Opinión | ARENAS MOVEDIZAS

Próxima estación, Esperanza

El transporte público es el mejor retrato sociológico que se puede obtener de una ciudad. Una línea de largo recorrido representa un viaje a través de las capas sociales

Varias personas viajan a bordo de un vagón del metro en Madrid.

Varias personas viajan a bordo de un vagón del metro en Madrid. / ShutterStock

En cualquier ciudad el metro es un microcosmos. En su defecto, el autobús. El transporte público constituye un espejo social y un retrato sociológico que va cambiando en tiempo real conforme el tren va agotando estaciones. Una línea de metro de largo recorrido representa un viaje a través de las capas sociales. El ejecutivo y la ejecutiva acceden a los vagones en barrios de ejecutivos y ejecutivas y abandonan el convoy apenas dos, tres o cuatro paradas después, en zonas de negocio, millas de oro y tiendas de lujo. Suben al metro en estaciones con nombres de pintores, de militares de siglos pasados, de navegantes y lo abandonan en calles de conquistadores, de antiguos alcaldes, de nuevos continentes. Qué diferente el paisanaje conforme la línea avanza y los nombres de fuste van dando paso a los santos, a conceptos honorables como la paz y la esperanza o al nombre genérico del barrio, paradas en que desaparecen las corbatas y las mochilas de última generación, el calzado deja de ser italiano y no hay aristócratas ni nombres ilustres que identifiquen la parada.

Las ciudades se ven mejor en la superficie, pero a su ciudadanía se la conoce al punto a unos metros bajo tierra, en el suburbano, ascensores y escaleras mecánicas abajo, en ese mundo subterráneo que huele igual en todas partes, en Madrid que en Barcelona, en París que Valencia. El metro y el autobús son la mezcla de todos los olores de una ciudad. El olor del estudiante, el del trabajador, el de la mujer que sube a diario a la misma hora, el de pachuli, el de marca blanca y el del maestro perfumero; el de la pareja de músicos provista de amplificador que canta desde primera hora de la mañana a cambio de unas monedas. Cada día hay menos monedas disponibles en el metro. Cantar en el metro ya no es lo que era. La pandemia y el confinamiento entronizaron el dinero de plástico. Los músicos del metro no tienen datáfono, aunque admiten Bizum.

El metro y el autobús fueron un día vehículos esenciales de transmisión de la cultura. A falta de otra cosa con que entretenerse durante el viaje, los pasajeros se enfrascaban en el periódico de la mañana o traían el libro de casa. De aquella costumbre quedan hoy las bibliotecas en algunas grandes estaciones. Las bibliotecas del metro apenas tienen lectores porque los libros del transporte público han sido sustituidos por el teléfono móvil, más variado y llevadero. Cuando el móvil entró por la puerta el libro saltó por la ventana (antes de entrar dejen salir), aunque queden algunos románticos.

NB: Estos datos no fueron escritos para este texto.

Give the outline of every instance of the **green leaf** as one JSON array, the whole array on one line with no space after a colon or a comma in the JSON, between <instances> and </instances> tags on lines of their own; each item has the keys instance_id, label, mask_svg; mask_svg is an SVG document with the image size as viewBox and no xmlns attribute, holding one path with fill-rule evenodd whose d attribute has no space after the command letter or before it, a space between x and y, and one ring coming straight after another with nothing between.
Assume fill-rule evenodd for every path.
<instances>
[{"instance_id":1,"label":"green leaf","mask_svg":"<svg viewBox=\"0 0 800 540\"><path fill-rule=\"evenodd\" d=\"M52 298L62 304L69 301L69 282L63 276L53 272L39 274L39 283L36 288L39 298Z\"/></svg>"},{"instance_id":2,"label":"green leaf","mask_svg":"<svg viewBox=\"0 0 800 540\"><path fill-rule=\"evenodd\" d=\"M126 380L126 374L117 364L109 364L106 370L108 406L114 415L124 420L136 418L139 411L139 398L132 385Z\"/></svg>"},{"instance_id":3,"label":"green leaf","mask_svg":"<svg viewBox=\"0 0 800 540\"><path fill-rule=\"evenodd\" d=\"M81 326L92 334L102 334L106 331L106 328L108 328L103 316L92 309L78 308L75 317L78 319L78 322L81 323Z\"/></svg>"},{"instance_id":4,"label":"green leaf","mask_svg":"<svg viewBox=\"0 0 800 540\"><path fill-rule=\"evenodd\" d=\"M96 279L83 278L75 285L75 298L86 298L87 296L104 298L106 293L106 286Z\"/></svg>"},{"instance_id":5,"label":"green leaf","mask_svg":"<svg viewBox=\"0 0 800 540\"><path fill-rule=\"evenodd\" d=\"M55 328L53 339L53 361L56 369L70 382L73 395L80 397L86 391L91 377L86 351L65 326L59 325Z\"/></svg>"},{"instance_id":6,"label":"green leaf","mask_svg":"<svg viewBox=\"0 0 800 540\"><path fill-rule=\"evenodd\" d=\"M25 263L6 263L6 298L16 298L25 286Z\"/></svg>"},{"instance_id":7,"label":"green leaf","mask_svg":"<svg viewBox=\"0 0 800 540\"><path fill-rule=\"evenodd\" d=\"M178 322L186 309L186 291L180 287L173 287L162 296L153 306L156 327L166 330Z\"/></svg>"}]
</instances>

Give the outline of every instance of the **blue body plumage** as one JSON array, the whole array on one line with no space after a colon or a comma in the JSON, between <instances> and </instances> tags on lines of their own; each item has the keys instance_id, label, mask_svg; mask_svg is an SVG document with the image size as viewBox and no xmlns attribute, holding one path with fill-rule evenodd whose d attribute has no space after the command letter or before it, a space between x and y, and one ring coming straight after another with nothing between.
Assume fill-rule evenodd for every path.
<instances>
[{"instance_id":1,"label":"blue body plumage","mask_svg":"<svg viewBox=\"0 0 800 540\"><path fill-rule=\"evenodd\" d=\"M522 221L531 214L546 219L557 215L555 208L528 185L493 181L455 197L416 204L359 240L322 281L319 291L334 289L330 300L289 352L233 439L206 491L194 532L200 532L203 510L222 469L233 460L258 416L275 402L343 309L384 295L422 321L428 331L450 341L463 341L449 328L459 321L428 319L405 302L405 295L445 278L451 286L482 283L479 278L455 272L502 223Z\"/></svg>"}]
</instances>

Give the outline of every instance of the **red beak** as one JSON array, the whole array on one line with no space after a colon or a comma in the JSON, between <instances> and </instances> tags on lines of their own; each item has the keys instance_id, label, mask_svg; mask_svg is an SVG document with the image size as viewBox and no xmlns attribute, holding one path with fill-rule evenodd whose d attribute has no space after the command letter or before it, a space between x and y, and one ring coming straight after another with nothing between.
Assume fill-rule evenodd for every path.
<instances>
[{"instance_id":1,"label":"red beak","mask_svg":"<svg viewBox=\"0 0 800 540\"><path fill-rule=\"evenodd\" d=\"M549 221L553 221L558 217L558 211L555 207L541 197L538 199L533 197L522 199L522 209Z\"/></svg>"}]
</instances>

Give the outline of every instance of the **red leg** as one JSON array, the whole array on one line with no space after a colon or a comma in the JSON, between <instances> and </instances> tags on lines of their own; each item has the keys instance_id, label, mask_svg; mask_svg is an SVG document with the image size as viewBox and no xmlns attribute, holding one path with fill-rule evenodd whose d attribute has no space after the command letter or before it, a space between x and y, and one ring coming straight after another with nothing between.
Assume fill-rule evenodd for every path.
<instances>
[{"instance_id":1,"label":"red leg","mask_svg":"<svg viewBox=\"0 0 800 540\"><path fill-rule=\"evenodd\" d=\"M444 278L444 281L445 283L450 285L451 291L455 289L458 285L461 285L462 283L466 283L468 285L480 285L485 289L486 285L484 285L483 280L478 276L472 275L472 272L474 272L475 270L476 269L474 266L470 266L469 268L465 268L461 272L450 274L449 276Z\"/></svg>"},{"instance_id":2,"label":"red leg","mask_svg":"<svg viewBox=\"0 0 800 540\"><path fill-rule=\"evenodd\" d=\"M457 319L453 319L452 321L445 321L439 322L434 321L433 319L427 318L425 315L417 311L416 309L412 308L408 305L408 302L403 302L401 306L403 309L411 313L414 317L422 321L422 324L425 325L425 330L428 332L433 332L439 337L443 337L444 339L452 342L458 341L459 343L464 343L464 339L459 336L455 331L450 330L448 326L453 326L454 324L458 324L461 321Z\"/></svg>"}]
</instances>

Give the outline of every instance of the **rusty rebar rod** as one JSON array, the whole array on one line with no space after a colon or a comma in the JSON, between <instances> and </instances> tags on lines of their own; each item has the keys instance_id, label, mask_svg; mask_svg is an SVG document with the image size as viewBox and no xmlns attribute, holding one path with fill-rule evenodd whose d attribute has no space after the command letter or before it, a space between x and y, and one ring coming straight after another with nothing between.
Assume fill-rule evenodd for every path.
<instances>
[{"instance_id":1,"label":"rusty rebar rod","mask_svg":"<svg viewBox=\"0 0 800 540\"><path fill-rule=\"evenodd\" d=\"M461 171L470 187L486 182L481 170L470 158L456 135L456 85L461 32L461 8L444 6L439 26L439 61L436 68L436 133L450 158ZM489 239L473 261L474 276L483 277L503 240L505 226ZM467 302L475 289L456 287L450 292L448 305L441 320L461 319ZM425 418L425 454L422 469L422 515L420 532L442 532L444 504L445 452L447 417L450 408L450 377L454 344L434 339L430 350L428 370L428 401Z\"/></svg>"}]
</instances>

El autobús de la mañana ya no es solo un medio de transporte, es un enjambre de abejas obreras adictas al celular, una superautopista de la información capaz de hacer circular millones de datos entre el barrio acomodado y el arrabal. A esa hora temprana, justo antes de que los edificios públicos se llenen de funcionarios y mientras regresan a casa los del turno de noche, el metro y el autobús son el mayor centro internacional de tráfico de información de cualquier capital, la ONU del 4.0, una orgía de ceros y unos transmutados en frases, fotografías y vídeos, memes, odio, la barbacoa del fin de semana y la cena de amigas de ayer por la noche..

El metro y el autobús son cultura y sus pasajeros se dedican a observar. O la pantalla o el libro o al resto de viajeros. En ocasiones merece la pena viajar de pie y coger perspectiva de los elementos fijos de un vagón de metro, como esos pequeños retazos de libros adheridos a las paredes del convoy, iniciativa de hace 20 años de la Asociación de Editores de la capital. Observándolos uno corre el riesgo de enfrascarse en la lectura y pasarse de parada. «¿Qué es lo que más extrañas de México?, me preguntaba Tom-Tomás. Extraño a mi hermano. Pero tu hermano vive en Madrid. Pero extraño a mi hermano, el de México, el que era pequeño y gracioso. ¡Pero lo tienes en Madrid! Ajá, pero yo lo extraño de México, no de Madrid, porque en Madrid se ha vuelto adolescente e inútil, y terco e irónico y necio y grosero» (Brenda Navarro, Ceniza en la boca). El paisaje y el paisanaje del transporte público, pequeño y gracioso unas veces, necio y grosero otras, democratizado por la tarjeta transporte y por esa voz pregrabada que anuncia, independientemente de la estación en que uno suba, que no está todo perdido: próxima estación, Esperanza.